With their endorsement deals and acting roles, Thompson and other entertainers-turned-politicians tended to stick to gigs that played on their in-office personas. Schwarzenegger – in the Bud Light campaign, which the New York Post reported landed him $3 million pay check, as well as his upcoming film roles – looks like he is reverting to his pre-governership caricature. (Anheuser-Busch has not said much more about the ads, other than a statement from Bud Light marketing VP Rob McCarthy promising an "unforgettable adventure" featuring Schwarzenegger and four other star cameos.)

"The question is does he become Leslie Nielsen and simply spoof his entire earlier career," says "The Leading Man: Hollywood and the Presidential Image" author Burton W. Peretti, of Schwarzenegger's decision to reprise the goofier elements of his entertainment career. "In doing that, we have to wonder, would he run the risk of weakening himself as a serious public figure?"

While rumors swirled last fall that Schwarzenegger was looking into overcoming the legal obstacles to the White House (he was not born in the U.S.), he has not made any official overtures that he would like to return to politics.

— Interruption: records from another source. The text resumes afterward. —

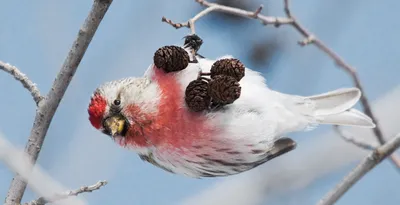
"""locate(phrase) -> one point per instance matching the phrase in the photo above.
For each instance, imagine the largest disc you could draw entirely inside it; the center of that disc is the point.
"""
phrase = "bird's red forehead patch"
(96, 110)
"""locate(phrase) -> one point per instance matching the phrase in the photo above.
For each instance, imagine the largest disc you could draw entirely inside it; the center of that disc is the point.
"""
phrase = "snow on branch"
(58, 197)
(25, 81)
(48, 106)
(368, 163)
(40, 182)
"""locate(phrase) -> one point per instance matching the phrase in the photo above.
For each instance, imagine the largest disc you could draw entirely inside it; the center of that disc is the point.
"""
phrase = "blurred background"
(36, 37)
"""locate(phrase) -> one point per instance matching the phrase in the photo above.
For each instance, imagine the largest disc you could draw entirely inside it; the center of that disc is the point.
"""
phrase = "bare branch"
(349, 138)
(312, 39)
(21, 77)
(58, 197)
(358, 172)
(47, 109)
(266, 20)
(39, 181)
(309, 38)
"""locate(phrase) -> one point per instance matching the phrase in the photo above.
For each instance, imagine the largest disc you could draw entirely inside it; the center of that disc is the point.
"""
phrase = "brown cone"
(230, 67)
(224, 89)
(196, 95)
(171, 58)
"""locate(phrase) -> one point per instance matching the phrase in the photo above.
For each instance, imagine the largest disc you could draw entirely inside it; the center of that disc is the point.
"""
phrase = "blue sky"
(36, 36)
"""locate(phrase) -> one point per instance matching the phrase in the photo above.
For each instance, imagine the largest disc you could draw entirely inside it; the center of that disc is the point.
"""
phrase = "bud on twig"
(229, 67)
(224, 89)
(171, 58)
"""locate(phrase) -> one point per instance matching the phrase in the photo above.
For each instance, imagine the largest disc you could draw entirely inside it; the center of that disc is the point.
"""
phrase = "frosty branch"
(58, 197)
(368, 163)
(349, 138)
(25, 81)
(309, 38)
(48, 105)
(40, 182)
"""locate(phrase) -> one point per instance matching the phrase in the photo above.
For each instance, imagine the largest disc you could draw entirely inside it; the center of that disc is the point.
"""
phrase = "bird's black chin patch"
(110, 121)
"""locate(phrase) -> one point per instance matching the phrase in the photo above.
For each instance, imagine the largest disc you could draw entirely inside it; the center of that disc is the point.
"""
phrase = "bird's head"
(109, 105)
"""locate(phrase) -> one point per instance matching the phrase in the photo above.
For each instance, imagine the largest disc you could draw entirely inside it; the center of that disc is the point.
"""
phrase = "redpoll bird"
(149, 115)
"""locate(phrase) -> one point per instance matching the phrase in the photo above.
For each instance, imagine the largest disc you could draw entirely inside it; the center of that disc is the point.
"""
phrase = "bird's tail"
(335, 108)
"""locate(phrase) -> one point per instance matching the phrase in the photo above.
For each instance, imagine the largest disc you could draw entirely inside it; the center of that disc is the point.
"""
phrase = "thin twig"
(266, 20)
(41, 183)
(25, 81)
(312, 39)
(309, 38)
(47, 109)
(349, 138)
(358, 172)
(61, 196)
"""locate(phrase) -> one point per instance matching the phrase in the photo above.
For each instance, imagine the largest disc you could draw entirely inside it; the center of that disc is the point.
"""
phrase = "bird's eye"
(117, 102)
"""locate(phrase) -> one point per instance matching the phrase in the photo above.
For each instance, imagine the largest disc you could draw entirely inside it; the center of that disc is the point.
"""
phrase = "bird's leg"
(193, 42)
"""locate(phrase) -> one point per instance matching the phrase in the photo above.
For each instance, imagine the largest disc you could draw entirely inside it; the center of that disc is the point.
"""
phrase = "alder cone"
(196, 95)
(228, 66)
(171, 58)
(224, 89)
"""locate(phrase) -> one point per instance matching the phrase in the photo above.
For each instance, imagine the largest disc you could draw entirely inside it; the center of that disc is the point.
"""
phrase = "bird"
(148, 114)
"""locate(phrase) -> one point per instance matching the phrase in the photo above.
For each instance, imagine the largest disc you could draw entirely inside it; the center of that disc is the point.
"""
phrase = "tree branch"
(309, 38)
(39, 181)
(266, 20)
(58, 197)
(47, 109)
(21, 77)
(358, 172)
(349, 138)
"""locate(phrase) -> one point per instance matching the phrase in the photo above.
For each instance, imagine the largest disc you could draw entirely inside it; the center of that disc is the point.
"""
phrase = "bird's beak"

Months after his governorship ended, it was revealed that Schwarzenegger had fathered a son with his maid, and he and wife Maria Shriver are currently seeking divorce.

Yet he is still a champion of some of the causes he sought to promote while in office, including after-school and athletic programs for children, and his nonprofit devoted to addressing climate change.

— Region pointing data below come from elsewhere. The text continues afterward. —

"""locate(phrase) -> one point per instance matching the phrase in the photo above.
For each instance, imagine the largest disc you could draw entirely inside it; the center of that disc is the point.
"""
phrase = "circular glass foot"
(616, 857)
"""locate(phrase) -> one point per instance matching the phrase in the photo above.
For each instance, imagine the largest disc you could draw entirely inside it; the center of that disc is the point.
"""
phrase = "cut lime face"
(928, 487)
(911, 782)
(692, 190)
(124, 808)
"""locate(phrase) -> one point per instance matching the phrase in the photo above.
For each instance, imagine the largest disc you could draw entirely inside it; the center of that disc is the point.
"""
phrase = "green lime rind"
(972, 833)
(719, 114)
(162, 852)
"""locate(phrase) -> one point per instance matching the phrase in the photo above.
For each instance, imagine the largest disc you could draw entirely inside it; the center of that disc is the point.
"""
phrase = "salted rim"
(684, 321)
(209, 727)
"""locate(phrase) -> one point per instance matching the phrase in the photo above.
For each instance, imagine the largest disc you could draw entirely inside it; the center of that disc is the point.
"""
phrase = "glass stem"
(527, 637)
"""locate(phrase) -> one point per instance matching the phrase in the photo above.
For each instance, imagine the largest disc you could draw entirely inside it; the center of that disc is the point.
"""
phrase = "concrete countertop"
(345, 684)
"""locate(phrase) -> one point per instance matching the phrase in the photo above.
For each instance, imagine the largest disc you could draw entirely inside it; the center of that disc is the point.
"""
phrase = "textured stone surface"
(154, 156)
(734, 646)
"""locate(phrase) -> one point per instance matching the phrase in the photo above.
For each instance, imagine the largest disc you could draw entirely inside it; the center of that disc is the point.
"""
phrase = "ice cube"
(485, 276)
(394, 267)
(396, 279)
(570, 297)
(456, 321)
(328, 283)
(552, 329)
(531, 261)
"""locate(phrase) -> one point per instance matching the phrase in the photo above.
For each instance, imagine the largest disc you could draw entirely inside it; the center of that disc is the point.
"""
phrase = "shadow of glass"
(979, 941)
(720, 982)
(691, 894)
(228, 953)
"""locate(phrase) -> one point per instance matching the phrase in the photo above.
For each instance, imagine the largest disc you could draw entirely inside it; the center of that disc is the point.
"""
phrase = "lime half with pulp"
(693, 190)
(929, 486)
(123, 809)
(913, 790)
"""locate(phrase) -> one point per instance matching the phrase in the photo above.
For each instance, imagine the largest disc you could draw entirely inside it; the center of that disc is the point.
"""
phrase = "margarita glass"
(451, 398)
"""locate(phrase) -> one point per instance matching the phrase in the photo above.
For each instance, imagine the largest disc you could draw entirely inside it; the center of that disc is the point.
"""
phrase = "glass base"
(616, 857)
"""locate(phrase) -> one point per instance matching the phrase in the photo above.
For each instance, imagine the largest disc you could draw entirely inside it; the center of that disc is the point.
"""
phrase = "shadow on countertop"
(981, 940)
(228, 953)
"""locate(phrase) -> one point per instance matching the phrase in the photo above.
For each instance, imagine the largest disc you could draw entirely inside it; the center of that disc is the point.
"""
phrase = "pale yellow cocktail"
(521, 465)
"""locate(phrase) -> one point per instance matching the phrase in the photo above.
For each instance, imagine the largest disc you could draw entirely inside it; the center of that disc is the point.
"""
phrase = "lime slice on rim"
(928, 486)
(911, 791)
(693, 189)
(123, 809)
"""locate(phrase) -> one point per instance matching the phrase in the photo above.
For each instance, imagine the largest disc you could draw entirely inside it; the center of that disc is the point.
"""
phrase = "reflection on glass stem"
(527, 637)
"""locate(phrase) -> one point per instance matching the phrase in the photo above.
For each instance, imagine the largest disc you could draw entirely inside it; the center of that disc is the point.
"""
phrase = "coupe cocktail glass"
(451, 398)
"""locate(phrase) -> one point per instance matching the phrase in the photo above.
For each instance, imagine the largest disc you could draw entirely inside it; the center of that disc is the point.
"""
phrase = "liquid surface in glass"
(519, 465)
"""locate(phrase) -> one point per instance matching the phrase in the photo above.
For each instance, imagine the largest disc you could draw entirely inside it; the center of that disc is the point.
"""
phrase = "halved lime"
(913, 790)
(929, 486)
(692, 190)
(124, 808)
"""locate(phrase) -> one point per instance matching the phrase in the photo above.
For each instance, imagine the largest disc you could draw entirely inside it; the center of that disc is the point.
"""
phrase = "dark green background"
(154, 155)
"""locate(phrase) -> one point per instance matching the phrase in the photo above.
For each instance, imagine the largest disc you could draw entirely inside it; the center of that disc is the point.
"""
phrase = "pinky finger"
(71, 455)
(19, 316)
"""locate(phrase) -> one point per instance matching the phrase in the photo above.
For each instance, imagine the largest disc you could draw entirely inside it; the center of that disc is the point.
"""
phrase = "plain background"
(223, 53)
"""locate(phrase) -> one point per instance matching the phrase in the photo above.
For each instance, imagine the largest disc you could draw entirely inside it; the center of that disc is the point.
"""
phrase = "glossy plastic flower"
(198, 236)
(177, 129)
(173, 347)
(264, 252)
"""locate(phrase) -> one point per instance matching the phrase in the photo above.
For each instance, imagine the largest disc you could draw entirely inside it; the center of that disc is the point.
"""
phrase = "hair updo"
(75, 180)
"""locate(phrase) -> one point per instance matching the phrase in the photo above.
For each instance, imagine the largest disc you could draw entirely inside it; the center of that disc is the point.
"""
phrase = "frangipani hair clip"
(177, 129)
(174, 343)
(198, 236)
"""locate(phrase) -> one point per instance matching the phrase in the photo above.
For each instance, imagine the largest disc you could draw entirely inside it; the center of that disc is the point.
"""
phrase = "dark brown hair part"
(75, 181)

It is not surprising that entertainers often seek political office, as the two career paths capitalize on very similar set of skills, Peretti says. Yet that's not to say that jumping from one to the other is not without its challenges, he notes.

Schwarzenegger's return to the screen in a wig and short-shorts seems to undo the work that he did to get voters to take him and other actors seriously in the first place.

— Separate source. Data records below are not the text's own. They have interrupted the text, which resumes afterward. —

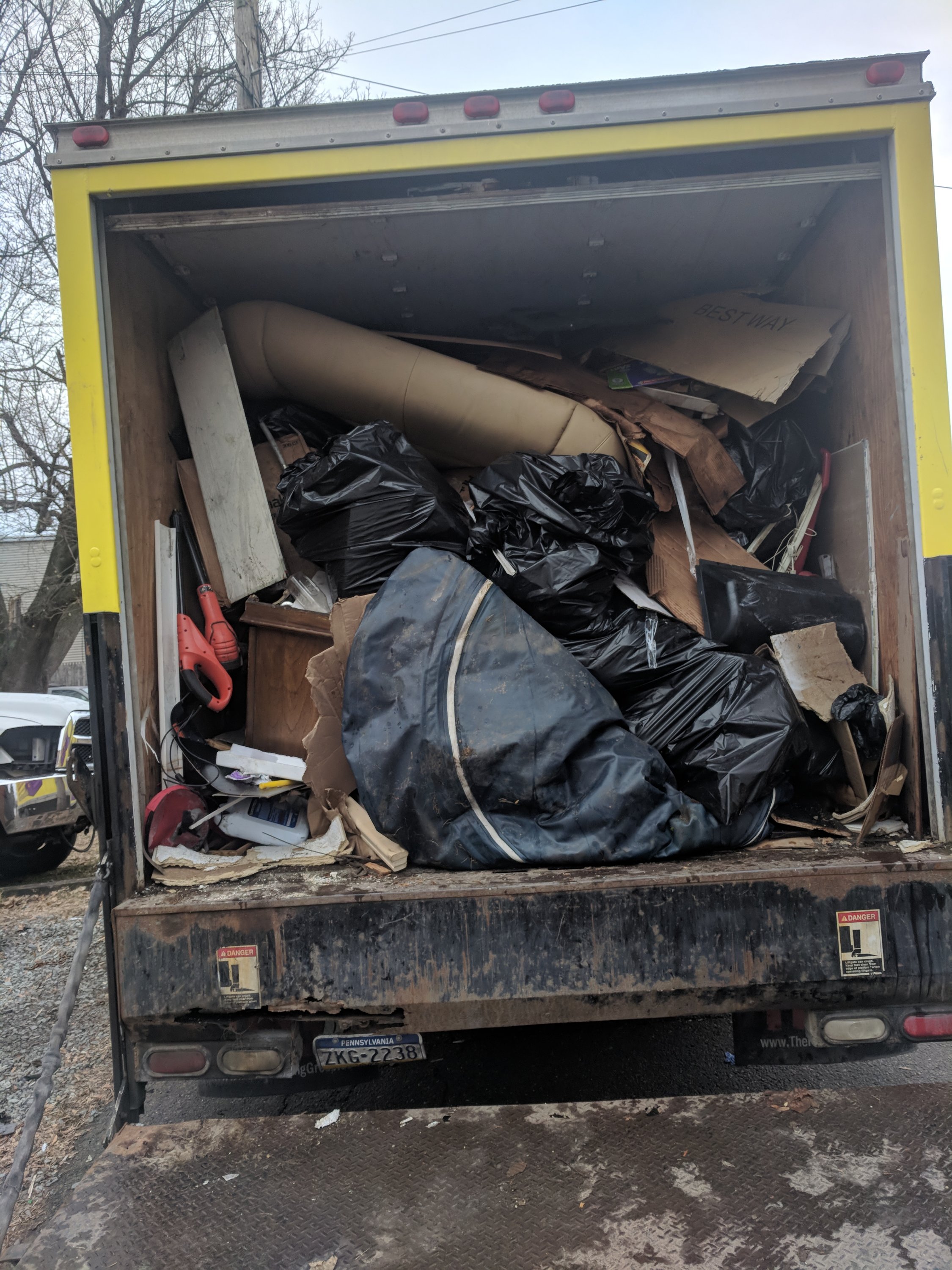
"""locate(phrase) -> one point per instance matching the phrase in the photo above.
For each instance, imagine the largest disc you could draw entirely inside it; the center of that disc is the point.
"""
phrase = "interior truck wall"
(846, 267)
(146, 312)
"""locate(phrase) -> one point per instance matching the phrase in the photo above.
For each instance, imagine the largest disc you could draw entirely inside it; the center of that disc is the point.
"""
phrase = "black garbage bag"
(567, 525)
(823, 759)
(365, 505)
(779, 465)
(726, 724)
(479, 742)
(860, 708)
(743, 607)
(282, 418)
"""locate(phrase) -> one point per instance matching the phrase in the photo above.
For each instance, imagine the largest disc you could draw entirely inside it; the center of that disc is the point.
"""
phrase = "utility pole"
(248, 55)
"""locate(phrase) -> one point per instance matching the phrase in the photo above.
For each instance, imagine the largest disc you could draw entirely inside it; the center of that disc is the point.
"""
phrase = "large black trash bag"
(365, 505)
(726, 724)
(567, 525)
(779, 465)
(479, 742)
(860, 708)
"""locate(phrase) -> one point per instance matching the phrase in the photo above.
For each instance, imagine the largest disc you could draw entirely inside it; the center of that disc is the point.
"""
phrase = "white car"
(40, 818)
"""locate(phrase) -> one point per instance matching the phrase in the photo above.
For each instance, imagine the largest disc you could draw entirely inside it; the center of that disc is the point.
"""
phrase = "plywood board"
(845, 530)
(235, 502)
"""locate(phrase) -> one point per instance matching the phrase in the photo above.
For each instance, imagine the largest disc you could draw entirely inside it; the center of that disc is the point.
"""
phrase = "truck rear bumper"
(39, 803)
(432, 952)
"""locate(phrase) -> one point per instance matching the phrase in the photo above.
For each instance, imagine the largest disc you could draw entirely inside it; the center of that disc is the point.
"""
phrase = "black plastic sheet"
(743, 607)
(360, 508)
(860, 709)
(726, 724)
(779, 465)
(567, 525)
(478, 741)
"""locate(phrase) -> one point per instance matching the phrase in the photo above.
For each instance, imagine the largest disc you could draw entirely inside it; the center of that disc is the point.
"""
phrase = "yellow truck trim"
(75, 188)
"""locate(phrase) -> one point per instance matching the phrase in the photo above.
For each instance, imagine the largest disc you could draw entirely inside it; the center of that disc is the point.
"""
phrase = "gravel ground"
(37, 940)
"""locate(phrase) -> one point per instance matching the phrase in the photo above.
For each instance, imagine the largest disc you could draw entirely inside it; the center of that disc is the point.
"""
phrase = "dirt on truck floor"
(37, 940)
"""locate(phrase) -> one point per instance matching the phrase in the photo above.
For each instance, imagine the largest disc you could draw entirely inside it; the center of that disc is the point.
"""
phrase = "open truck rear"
(456, 216)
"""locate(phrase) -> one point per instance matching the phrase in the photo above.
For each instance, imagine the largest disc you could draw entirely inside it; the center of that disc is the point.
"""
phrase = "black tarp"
(728, 726)
(478, 741)
(360, 507)
(743, 607)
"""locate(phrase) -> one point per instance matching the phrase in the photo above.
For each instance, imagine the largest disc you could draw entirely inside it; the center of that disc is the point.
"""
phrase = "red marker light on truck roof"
(412, 112)
(483, 107)
(889, 72)
(556, 101)
(928, 1027)
(89, 136)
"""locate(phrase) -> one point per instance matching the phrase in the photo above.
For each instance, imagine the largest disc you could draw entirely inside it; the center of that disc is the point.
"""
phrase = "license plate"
(334, 1052)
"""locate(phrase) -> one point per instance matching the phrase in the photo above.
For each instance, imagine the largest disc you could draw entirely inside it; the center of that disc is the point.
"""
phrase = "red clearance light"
(484, 107)
(177, 1062)
(89, 136)
(558, 101)
(928, 1027)
(889, 72)
(412, 112)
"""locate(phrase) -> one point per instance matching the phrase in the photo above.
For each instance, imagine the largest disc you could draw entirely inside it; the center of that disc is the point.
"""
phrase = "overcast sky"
(627, 39)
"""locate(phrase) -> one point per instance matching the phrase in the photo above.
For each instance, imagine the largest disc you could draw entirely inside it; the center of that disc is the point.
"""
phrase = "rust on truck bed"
(492, 949)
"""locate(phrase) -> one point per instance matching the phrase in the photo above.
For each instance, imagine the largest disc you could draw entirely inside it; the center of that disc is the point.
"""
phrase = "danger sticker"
(238, 976)
(860, 944)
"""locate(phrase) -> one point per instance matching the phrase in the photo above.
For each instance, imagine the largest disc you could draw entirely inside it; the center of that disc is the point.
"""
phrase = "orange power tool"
(197, 652)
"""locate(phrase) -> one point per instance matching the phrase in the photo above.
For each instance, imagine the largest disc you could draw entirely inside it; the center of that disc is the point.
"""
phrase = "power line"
(379, 83)
(390, 35)
(462, 31)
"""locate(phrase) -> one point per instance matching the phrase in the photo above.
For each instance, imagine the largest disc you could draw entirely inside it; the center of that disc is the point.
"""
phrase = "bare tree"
(94, 60)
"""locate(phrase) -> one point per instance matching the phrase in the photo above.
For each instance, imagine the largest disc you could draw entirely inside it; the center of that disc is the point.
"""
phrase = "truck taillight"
(933, 1027)
(556, 101)
(888, 72)
(250, 1062)
(483, 107)
(177, 1061)
(91, 136)
(412, 112)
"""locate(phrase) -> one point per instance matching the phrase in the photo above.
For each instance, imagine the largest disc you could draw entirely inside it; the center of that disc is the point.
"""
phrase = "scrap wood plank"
(233, 492)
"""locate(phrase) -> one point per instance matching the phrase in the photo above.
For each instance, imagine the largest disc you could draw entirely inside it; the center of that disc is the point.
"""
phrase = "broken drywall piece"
(327, 766)
(239, 517)
(817, 666)
(739, 342)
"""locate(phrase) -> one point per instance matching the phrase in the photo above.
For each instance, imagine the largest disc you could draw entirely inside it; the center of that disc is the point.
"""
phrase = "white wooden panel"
(167, 644)
(228, 470)
(845, 530)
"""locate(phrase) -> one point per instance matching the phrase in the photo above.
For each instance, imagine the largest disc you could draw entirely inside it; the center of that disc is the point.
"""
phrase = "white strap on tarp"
(451, 722)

"If voters feel that, 'here's an actor who wants to do something more and get taken seriously,' you can make that leap but then to go back to being an actor sort of undermines that transition, not only for the individual involved, but for other entertainers who want to go into politics," Schroeder says.

However, it could also be a sign of the distance the country has come since former senator Bob Dole, not long after his failed presidential bid, raised eyebrows when he became spokesmen for Viagra, Dunkin Donuts and Pepsi (the Pepsi campaign got Dole a Super Bowl spot.)

"It's something we'll see more of as the revolving door of entertainment and politics becomes a more common feature of our culture." Peretti says. "It used to be politicians becoming lobbyists and then going to back into office and then becoming lobbyists again; now they seem to becoming actors and being elected and then being actors again."